Molecular epidemiology analysis of respiratory viruses indicated that RSV (ON1 strain), and HRV were the most frequently detected viruses, in infants with bronchiolitis and in all-age cystic fibrosis patients, respectively. Analysis of the nasal microbiota of bronchiolitis infants revealed that RSV-positive group, as well as the RSV-A group, had a lower biodiversity (including beneficial species: probiotic or anti-inflammatory species), a specific microbial profile with a relative abundance of pathobiont species S. pneumonia (p=0.0004) and a general loss of connectivity among microbes with respect to the RSV-negative one. As far as the evaluation of innate immunity response in infants infected with different RSV strains or in HRV infected CF patients was concerned, our results indicated that the gene expression levels of IFNLR1 and IL10RB positively correlated to each other (p=0.037, r=0.230) and did not differ in infants infected with RSV strains, NA1, ON1 and BA. The ISGs levels also correlated between them (p<0.0001, r=0.630) but differed among RSV groups. In particular, MxA and ISG56 mRNA levels were higher in NA1-infected infants than in those with ON1 and BA (p<0.05); interestingly, a moderate negative correlation existed between RSV load and both ISGs values in ON1-infected infants (MxA: p=0.010, r=-0.378; ISG56: p=0.035, r=-0.316).

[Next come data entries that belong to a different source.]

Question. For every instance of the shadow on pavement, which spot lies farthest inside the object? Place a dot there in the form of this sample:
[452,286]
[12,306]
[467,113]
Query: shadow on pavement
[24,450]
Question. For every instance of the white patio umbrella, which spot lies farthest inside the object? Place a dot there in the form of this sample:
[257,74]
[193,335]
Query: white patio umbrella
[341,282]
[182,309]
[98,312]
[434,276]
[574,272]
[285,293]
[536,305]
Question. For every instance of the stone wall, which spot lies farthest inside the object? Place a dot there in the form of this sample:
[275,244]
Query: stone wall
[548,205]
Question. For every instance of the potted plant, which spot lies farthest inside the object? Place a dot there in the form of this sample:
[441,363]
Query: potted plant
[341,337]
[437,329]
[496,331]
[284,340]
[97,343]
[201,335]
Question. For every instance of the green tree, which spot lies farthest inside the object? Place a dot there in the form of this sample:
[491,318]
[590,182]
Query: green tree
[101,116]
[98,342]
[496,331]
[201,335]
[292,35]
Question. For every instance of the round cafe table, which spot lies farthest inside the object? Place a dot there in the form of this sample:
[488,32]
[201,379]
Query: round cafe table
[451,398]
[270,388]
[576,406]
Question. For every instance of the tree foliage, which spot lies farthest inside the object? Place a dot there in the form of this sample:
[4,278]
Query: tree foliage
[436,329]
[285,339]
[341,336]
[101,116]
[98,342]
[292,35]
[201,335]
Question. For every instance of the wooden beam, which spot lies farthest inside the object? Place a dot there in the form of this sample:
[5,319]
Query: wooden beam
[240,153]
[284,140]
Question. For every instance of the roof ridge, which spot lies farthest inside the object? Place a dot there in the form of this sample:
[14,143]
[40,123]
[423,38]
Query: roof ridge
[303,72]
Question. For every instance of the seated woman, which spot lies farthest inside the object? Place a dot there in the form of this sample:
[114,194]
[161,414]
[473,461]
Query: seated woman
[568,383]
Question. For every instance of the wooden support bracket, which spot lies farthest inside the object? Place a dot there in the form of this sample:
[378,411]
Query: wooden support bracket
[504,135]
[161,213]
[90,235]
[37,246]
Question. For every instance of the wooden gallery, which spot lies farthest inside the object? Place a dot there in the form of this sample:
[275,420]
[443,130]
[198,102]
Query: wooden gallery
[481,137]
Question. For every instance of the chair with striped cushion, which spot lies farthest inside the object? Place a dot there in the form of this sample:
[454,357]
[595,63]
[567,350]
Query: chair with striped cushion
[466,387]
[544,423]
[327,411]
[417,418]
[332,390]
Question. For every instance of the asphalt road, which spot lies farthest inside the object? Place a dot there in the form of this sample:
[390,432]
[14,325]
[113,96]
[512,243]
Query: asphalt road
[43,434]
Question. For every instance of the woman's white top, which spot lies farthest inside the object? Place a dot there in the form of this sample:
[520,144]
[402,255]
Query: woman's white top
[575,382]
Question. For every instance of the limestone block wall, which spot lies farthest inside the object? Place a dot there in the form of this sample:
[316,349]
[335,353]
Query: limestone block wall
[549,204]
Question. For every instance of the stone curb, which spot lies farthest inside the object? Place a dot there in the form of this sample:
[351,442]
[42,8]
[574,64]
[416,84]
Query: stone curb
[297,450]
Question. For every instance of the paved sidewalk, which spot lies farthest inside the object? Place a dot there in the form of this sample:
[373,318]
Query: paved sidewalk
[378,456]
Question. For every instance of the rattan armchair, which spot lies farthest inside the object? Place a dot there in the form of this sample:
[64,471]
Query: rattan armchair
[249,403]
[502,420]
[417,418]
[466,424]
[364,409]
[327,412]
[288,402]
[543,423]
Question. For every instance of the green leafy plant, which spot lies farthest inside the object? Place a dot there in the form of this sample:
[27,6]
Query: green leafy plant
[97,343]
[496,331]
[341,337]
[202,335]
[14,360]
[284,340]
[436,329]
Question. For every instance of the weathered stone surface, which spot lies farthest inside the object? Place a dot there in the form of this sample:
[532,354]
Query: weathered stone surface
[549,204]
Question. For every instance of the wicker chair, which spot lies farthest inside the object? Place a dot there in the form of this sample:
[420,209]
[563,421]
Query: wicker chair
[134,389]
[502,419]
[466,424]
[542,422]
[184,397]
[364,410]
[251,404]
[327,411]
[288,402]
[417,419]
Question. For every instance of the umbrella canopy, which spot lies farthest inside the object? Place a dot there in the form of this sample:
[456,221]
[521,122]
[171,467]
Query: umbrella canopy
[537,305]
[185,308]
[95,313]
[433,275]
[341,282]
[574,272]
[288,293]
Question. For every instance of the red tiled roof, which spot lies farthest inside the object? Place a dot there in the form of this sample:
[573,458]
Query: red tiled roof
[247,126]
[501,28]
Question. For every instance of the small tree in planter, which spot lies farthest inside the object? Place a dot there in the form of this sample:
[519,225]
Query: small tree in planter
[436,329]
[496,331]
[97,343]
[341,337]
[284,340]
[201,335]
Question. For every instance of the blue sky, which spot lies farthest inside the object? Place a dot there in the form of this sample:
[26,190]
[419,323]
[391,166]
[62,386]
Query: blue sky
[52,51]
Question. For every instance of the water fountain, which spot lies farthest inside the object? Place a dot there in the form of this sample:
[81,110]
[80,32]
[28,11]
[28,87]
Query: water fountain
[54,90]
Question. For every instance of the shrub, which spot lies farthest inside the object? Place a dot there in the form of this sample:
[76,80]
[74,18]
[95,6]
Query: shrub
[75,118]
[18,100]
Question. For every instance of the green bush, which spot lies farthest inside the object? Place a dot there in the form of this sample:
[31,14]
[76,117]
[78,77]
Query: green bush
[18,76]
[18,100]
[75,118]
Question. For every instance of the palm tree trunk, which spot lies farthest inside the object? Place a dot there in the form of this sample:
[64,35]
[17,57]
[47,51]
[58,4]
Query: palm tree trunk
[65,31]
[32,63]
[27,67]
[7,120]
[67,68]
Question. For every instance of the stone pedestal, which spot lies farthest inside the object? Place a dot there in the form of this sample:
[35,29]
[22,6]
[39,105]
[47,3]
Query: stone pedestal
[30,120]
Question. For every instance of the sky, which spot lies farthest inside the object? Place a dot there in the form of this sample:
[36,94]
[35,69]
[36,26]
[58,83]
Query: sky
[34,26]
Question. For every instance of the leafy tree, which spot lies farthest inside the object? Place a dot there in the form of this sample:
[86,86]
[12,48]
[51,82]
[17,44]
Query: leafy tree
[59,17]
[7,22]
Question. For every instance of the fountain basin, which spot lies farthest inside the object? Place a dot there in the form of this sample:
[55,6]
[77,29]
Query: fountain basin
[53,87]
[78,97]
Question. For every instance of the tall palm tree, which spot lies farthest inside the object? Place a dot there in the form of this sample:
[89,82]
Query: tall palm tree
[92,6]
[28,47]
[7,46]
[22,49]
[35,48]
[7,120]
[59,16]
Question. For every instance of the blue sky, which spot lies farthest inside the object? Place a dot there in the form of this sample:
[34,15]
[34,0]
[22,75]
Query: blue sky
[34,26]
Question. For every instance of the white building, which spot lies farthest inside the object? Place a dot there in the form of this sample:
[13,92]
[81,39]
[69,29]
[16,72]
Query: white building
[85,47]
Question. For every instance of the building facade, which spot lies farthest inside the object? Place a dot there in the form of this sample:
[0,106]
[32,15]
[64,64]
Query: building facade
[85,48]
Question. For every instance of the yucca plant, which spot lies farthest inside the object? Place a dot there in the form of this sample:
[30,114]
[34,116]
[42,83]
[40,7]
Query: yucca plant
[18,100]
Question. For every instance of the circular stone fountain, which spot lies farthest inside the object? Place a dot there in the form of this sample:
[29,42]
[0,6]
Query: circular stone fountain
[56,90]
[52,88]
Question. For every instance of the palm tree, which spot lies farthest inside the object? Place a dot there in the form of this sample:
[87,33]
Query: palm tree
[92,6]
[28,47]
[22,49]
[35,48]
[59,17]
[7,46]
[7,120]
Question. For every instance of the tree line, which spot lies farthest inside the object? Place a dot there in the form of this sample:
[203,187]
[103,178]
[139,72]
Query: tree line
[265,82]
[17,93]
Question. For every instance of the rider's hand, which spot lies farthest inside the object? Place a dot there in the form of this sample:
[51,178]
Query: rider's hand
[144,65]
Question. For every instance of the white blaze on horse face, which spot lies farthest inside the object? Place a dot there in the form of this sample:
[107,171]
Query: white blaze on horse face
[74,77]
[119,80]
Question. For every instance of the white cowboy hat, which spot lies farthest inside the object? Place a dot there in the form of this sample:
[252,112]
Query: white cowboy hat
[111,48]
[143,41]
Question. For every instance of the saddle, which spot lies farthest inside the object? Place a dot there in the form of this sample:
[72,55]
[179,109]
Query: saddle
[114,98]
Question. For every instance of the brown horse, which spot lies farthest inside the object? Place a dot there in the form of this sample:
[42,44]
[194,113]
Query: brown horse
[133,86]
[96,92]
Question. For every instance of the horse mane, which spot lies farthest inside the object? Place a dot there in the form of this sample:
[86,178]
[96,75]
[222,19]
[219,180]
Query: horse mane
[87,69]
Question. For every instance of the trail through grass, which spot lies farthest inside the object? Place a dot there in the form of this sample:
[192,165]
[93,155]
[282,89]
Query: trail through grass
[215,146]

Furthermore, CF patients infected with HRV A, B or C species exhibited higher levels of TLR2, TLR4 and TLR8 as compared to HRV negative patients (p<0.05). These TLRs correlate with high level of HRV load (TLR2: p=0.003, r=0.39; TLR4: p=0.03, r=0.29; TLR8: p=0.001, r=0.42). Also, HRV positive patients co-colonized by S. aureus or P. aeruginosa showed enhanced amounts of TLR2 and TLR2/4-mRNAs expression, respectively (p<0.05 for all genes). In the case of presence of both bacteria TLR8 and TLR9-mRNAs levels were elevated in positive HRV patients. Moreover, ex vivo IFN-β stimulation of nasopharyngeal cells collected from CF patients, induced a lower increase of ISG15 levels (3-fold) compared to that detected in respiratory cells from healthy donors (18-fold increase, p<0.05).
Results obtained during my PhD project in Life Science underlined a key role played by RSV and HRV in bronchiolitis and cystic fibrosis, respectively. On one hand, RSV infection in bronchiolitis infants (and specifically that caused by RSV-A strain) emphasized a significant perturbation in the nasal microbiota structure, defining a state of dysbiosis. RSV strains could also differentially regulate IFN pathways; the reduced ISGs levels elicited during infections with RSV-A ON1 (and BA) might cause a weaker control of RSV replication and or an inadequate antiviral immune response. On the other hands, HRV infection in CF resulted in a profound dysregulation of the antiviral defence, as indicated by the alterations observed in the expression of TLRs as well as by the reduced responsiveness of the respiratory cells to ex vivo IFN-I stimulation. In addition, HRV can promote bacteria colonization resulting in detrimental effects in CF individuals.